Parent: Research'/maths/outputs/17_attention_output_approximation_new_theorem.txt (PART 0)


Statement (engineering form)

Let keys \(k_1,\ldots,k_m \in \mathbb{R}^d\).

Scores \(s_i(q)=\langle q,k_i\rangle/T\).

Any object \(O\) that allows exact recovery of the full score vector

\((s_1(q),\ldots,s_m(q))\) for all \(q\) in a d-dimensional open set

must encode at least Θ(m d) continuous parameters (for m > d, up to GL(d) ambiguities).

Proof idea

The map \(q \mapsto (s_i(q))_i\) is a rank-d linear map \(\mathbb{R}^d \to \mathbb{R}^m\).

From d independent queries you recover \(Q K^\top\) with \(Q\) invertible ⇒ recover \(K\) up to GL(d).
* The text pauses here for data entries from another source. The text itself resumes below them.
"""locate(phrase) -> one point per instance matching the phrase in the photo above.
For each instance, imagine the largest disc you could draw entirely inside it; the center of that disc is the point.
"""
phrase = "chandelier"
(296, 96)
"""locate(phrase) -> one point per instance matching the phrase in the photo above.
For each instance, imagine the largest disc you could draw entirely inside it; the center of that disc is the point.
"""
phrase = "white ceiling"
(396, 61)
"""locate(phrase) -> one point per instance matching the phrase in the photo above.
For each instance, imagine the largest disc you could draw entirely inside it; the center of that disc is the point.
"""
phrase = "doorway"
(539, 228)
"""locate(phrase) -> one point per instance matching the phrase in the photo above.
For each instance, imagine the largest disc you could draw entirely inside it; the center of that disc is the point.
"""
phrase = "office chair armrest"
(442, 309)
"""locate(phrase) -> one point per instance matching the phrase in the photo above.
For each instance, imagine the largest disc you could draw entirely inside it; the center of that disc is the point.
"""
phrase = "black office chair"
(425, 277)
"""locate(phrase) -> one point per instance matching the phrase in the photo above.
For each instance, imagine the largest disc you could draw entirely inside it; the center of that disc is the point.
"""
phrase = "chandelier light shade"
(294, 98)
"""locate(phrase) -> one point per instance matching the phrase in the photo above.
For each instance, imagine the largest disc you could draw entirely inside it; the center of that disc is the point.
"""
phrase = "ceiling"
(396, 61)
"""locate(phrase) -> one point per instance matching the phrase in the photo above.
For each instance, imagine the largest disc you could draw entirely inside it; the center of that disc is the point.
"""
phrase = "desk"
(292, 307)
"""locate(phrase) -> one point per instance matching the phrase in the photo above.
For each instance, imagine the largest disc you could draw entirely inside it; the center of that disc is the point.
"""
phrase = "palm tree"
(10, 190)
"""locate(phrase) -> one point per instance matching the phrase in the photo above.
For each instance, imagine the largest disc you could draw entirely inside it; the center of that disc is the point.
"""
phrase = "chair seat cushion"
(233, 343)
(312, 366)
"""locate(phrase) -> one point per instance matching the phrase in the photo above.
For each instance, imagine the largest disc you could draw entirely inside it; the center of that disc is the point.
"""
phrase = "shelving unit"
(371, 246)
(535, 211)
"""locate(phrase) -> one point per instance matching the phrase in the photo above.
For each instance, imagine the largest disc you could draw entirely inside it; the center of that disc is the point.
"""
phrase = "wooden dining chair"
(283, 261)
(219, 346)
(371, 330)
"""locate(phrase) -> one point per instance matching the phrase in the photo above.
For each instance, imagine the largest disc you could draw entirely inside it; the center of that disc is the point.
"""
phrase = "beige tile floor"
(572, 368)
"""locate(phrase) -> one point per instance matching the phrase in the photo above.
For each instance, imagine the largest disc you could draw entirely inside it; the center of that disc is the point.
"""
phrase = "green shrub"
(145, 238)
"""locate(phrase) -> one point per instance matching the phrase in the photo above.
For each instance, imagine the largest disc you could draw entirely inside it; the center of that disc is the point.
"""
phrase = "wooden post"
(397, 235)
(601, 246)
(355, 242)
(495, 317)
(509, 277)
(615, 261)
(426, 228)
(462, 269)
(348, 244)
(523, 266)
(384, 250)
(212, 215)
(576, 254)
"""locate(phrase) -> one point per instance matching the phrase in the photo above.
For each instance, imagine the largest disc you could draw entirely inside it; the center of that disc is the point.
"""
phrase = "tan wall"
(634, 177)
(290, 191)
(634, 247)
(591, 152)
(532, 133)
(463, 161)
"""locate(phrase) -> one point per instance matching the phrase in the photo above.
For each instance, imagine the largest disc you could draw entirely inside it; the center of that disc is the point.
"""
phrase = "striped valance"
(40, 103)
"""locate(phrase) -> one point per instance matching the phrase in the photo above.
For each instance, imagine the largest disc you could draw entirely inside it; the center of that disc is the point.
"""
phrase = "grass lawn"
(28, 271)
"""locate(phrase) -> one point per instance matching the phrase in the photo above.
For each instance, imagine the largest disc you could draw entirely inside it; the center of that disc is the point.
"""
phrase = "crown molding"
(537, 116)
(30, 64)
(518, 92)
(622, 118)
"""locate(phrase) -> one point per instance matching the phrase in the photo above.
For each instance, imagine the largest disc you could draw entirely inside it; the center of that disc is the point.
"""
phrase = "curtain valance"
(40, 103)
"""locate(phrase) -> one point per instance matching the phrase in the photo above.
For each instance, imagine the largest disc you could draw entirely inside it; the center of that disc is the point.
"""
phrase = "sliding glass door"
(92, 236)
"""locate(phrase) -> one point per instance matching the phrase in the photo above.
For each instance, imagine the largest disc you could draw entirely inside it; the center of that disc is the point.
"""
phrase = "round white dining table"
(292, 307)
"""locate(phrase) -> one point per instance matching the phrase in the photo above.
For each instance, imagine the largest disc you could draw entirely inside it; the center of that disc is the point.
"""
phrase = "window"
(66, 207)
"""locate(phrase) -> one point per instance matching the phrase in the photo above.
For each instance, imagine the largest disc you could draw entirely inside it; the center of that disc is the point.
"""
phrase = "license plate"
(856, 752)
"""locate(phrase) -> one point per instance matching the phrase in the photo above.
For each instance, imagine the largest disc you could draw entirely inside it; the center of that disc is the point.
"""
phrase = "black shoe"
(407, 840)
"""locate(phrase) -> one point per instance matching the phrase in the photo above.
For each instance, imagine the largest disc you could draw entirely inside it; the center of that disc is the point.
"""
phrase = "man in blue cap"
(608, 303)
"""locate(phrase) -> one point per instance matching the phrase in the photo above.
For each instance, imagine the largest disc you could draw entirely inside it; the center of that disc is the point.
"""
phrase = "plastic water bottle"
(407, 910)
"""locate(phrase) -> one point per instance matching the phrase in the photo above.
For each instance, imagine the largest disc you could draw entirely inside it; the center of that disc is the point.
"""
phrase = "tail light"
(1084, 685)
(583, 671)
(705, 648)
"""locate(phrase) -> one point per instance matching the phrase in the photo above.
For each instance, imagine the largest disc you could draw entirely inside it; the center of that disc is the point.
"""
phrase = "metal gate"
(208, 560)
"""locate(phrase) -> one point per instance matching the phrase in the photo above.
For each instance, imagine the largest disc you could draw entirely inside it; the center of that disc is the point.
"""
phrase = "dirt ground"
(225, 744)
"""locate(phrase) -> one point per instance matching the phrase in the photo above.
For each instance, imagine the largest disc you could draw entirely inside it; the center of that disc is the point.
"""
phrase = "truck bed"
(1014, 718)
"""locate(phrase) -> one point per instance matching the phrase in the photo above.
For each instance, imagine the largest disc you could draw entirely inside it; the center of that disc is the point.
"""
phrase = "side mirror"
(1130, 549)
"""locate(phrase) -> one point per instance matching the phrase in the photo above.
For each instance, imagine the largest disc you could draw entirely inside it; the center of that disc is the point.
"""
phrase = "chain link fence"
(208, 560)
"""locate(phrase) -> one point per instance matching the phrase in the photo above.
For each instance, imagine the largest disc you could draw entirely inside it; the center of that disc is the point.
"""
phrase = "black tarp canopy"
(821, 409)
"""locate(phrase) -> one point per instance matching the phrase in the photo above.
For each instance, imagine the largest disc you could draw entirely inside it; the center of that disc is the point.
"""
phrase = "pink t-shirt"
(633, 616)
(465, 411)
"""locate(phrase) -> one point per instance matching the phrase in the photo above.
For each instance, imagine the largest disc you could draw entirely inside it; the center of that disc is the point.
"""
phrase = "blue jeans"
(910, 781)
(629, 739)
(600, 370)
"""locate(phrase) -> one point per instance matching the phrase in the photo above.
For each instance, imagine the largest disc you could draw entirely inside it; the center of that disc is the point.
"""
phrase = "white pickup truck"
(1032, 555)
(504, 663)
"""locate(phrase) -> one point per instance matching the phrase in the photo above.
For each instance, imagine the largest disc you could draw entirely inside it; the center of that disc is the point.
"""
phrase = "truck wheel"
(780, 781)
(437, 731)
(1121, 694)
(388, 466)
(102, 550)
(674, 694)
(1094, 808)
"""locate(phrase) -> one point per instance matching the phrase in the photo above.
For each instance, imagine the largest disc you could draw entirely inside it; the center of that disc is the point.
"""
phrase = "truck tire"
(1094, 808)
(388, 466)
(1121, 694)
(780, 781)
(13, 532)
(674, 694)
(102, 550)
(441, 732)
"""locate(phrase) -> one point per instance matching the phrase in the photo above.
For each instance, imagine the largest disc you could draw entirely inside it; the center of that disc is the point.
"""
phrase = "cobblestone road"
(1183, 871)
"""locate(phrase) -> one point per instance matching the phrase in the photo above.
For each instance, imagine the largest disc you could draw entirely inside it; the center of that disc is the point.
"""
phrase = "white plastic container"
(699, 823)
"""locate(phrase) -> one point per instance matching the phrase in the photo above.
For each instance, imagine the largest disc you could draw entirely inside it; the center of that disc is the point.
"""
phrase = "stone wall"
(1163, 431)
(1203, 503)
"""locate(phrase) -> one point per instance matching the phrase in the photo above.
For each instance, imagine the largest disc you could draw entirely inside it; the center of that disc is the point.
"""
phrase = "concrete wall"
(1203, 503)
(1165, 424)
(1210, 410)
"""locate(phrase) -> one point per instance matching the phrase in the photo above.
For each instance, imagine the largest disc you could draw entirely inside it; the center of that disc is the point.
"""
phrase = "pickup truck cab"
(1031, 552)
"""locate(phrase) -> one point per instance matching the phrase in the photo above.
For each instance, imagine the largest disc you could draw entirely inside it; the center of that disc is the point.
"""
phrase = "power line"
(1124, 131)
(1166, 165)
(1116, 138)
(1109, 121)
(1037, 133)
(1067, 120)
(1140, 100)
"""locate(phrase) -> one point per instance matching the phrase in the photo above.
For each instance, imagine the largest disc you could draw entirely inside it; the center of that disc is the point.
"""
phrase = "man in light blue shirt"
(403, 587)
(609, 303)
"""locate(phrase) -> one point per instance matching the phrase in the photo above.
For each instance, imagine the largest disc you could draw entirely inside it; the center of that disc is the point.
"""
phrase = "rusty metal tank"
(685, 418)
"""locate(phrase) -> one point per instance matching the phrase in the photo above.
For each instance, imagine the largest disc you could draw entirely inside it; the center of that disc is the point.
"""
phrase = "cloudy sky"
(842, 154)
Free parameters ~ \(md - d^2 = \Theta(md)\).

Consequence for New AI Language

  • Cannot promise “tiny O + perfect full attention scores for all queries.”
  • Early research lines (08–16) that targeted exact score moduli O(d) are false on generic supports.
  • Correct target shifts to approximate attention output \(A(q)\).

What this does not kill

  • Exact recovery on degenerate low-rank query supports.
  • Approximate recovery.
  • Exact reconstruction of K/V from residual if architecture makes them deterministic projections (different problem — KV-Direct class).